Lillie 16/09/2008 17:40

Je serai ravie de lire un jour une étude approfondie des paroles, si fouillées, si pleines de sens, des chansons de 2 Be 3. Je suis sûre qu'à vous, grand déchiffreur des phrases alambiquées, elles donneraient du fil à retordre! Et dans les moments où vous auriez trop de difficulté à les comprendre, je vous invité à vous promener sur mon blog. Vous y verrez quelqu'un de moins chanceux que vous, et qui sera sûrement ravi d'avoir votre avis!

Aloysius Chabossot 16/09/2008 18:15


Voici un extrait d'un des nombreux chef-d'oeuvres du légendaire "groupe de garçons" les 2be3 :
On s'est juré
De toujours tout partager
Pour la première fois.

2Be3
Or not to be

On s'est promis
D'être toujours réunis
Pour la première fois

Sans trop savoir où aller
Sur les chemins isolés,
Un soir on s'est trouvé,
Et notre histoire a commencée.

On échangeait, sans soucis,
Les souvenirs de nos vies,
Mais cet instant, tu sais,
On ne peut l'oublier.

Eh bien permettez-moi de vous dire qu'à côté de tels mots, on se sent tout petit...
Non, jamais au grand jamais je ne commenterai un texte des 2be3 !


le citateur 17/07/2008 16:20

J'ai toujours dit :
"Quand un vrai génie passe dans le monde, on le reconnaît à cette marque : Tous les sots se soulèvent contre lui"
Bon ok, Mister voisine est loin d'être un génie donc...

la marquise de sade 02/07/2008 13:56

Je me suis toujours demandée si cette Hélène était la même que l'Hélène de Hélène et les garçons. Après l'analyse de la phrase en anglais que je n'avais pas comprise vu mon niveau d'anglais pitoyable, il semblerait que ce soit bien la même. Hélène s'envoie en l'air avec les garçons, et bien qu'Aloysius ait eu la délicatesse de ne pas le dire ou alors juste à demi mots, Hélène est une salope !

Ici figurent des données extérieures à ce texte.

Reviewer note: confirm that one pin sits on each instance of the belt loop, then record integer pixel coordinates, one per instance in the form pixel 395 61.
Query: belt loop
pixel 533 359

Aloysius Chabossot 04/07/2008 11:46


Etes-vous réellement l'épouse de Donatien Alphonse François, qui est un bon ami à moi ?


clementine 10/06/2008 21:29

comment déformer un chef d'oeuvre de chanson.. Lol
bonne soirée
clem

Aloysius Chabossot 18/06/2008 17:24


Même pas un chef d'oeuvre de chanson, un chef d'oeuvre tout court !


Liliane 09/06/2008 01:17

Je ne pensais pas qu'on pouvais faire une interpretation aussi "suréaliste" de cette chanson. Quel intérêt de faire des commentaires sur des chanson qui s'expliquent d'elles-mêmes; je veux dire qu'il n'y a pas 100 000 explications pour un texte comme celui-ci. Vous trouvez peut-être que c'est simplet comme texte mais une chanson, c'est comme un scénario, ça n'a pas besoin de complication pour être agréable!

Aloysius Chabossot 09/06/2008 08:41


Vous avez raison Liliane, il n'y pas 100 000 explications pour "Hélène", mais une seule, que vous pouvez d'ailleurs lire juste au dessus.